Raja Kecil merupakan keturunan dari Sultan Abdul Jalil Rahmat Syah (Sultan
Johor) dan Encik Pung. Disebutkan dalam Hikayat Baginda Sultan Abdul Jalil Rahmat
Syah (Raja Kecil) Sultan Siak Pertama.“Maka Baginda (Raja Kecil) itu, adalah
putera dari pada Sulthan Mahmud Abdul Jalil Ra‘yat Syah, almarhum mangkat
Dijulang Johor dengan … Encik Pung binti Datuk Laksamana Johor … Maka Sulthan
Mahmud Abdul Jalil Ra‘yat Syah itu keturunan daripada Sultan mahmud Syah
Malaka.- Setelah Malaka kalah dari Alphonso Alburqueque (Portugis) pada tahun
1511 Masehi, maka berpindahlah Raja Malaka ke Johor turun-temurun hingga sampai
pada Sulthan Mahmud yang tersebut”
Sebagai pewaris
Kesultanan Johor, Raja Kecil tidak serta merta langsung bisa menggantikan
kedudukan sang ayah sebagai Sultan Johor. Kesulitan ini terjadi karena sebelum
Raja Kecil dilahirkan, Sultan Abdul Jalil Rahmat Syah dibunuh oleh Megat Sri
Rama pada 1699. Istri sang sultan, Encik Pung yang sedang mengandung Raja
Kecil, akhirnya dilarikan ke Singapura (Temasik) kemudian ke Jambi. Dalam
pelarian inilah, Raja Kecil lahir dan dibesarkan di Kerajaan Pagaruyung
Minangkabau. Sedangkan tahta Kesultanan Johor diduduki oleh Datuk Bendahara Tun
Habib yang bergelar Sultan Abdul Jalil Riayat Shah.
Setelah dewasa Raja
Kecil menuntut haknya selaku pewaris tahta Kesultanan Johor. Kesultanan Johor
akhirnya diserang dan ditaklukkan pada 21 Maret 1717. Raja Kecil akhirnya
ditabalkan sebagai sultan di Kesultanan Johor dengan gelar bergelar Sultan
Abdul Jalil Rakhmat Syah.
Akan tetapi pada 1722
terjadi perebutan tahta antara Raja Kecil dengan Tengku Sulaiman yang merupakan
putera dari Datuk Bendahara Tun Habib. Dalam upaya merebut tahta Kesultanan
Johor, Tengku Sulaiman dibantu oleh beberapa bangsawan dari Bugis. Seperti
tertulis dalam Hikayat Baginda Sultan Abdul Jalil Rahmat Syah (Raja Kecil)

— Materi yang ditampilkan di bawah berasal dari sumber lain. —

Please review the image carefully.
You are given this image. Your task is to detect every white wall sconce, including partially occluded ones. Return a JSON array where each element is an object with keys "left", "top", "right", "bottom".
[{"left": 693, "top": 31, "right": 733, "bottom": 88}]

Sultan Siak Pertama (1985), bangsawan Bugis yang membantu Tengku Sulaiman
adalah Daeng Relak alias Opu Tandriburung, putera ketiga dari Raja Negeri Luok
(Bugis) yang bernama Landu Salat. Dalam membantu Tengku Sulaiman, Daeng Relak
mengikutsertakan kelima anaknya yang bernama Daeng Parani (Daeng Berani), Daeng
Menambung, Daeng Merewah, Daeng Celak (Daeng Pulai), dan Daeng Kemasi.
Perebutan tahta
Kesultanan Johor antara Raja Kecil dan Tengku Sulaiman sebenarnya tidak pernah
berakhir. Kedua belah kubu bisa dikatakan sama-sama kuat. Akibat dari perebutan
tahta ini, banyak korban yang diderita oleh kedua belah pihak. Akhirnya kedua belah
pihak membuat kesepakatan (perjanjian) untuk mengakhiri konflik perebutan
tahta. Seperti dikutip dalam Hikayat Baginda Sultan Abdul Jalil Rahmat Syah
(Raja Kecil) Sultan Siak Pertama, kesepakatan tersebut berbunyi:
1. Kerajaan Riau dibagi dua,
yakni Pulau-pulau Riau, Lingga, Negeri Johor serta Negeri Pahang, menjadi
Kerajaan Raja Suleman yang ditabalkan dengan seruan: ‘Sultan Suleman Badra‘
Alamsyah‘
2. Siak serta jajahan yang di
pulau Sumatera dan pulau yang berhampiran mulai dari Karimun, menjadi Kerajaan
Siak, pulang kepada Raja Kecik (Sultan Abdul Jalil Rakhmat Syah).
3. Segala alat kebesaran
seperti nobat dan lain-lainnya pun dibagi dua, demikian juga orang-orang jadi
jawatan adat-adat seperti suku Bintang ada di Siak dan kerjanya memasang meriam
nobat, kepalanya bernama Jenang, karena itu orang Bolang dinamakan Bolang
Biduanda”
Berdasarkan
kesepakatan inilah, kubu dari Tengku Sulaiman menyingkir ke Pahang, sedangkan
kubu Raja Kecil menyingkir ke Buantan. Buantan merupakan daerah pedalaman
sungai Siak yang terletak kurang lebih 10 km di hilir kota Siak Sri Indrapura
sekarang. Dari Buantan inilah pada 1723, Kesultanan Siak Sri Indrapura
didirikan oleh Raja Kecil sampai menjadi pusat penyebaran agama Islam di
Sumatera Timur.
B.
Perkembangan Kerajaan Siak
Pemerintahan Raja
Kecil ditandai dengan pembuatan landasan sistem pemerintahan, militer, dan
sistem perekonomian untuk menentang monopoli Belanda dan Bugis. Beliau juga
mengarahkan sistem pemerintahan untuk menjalin hubungan dengan luar khususnya
negeri Islam, seperti negeri-negeri Islam Minangkabau, Turki, Arab, dan Mesir.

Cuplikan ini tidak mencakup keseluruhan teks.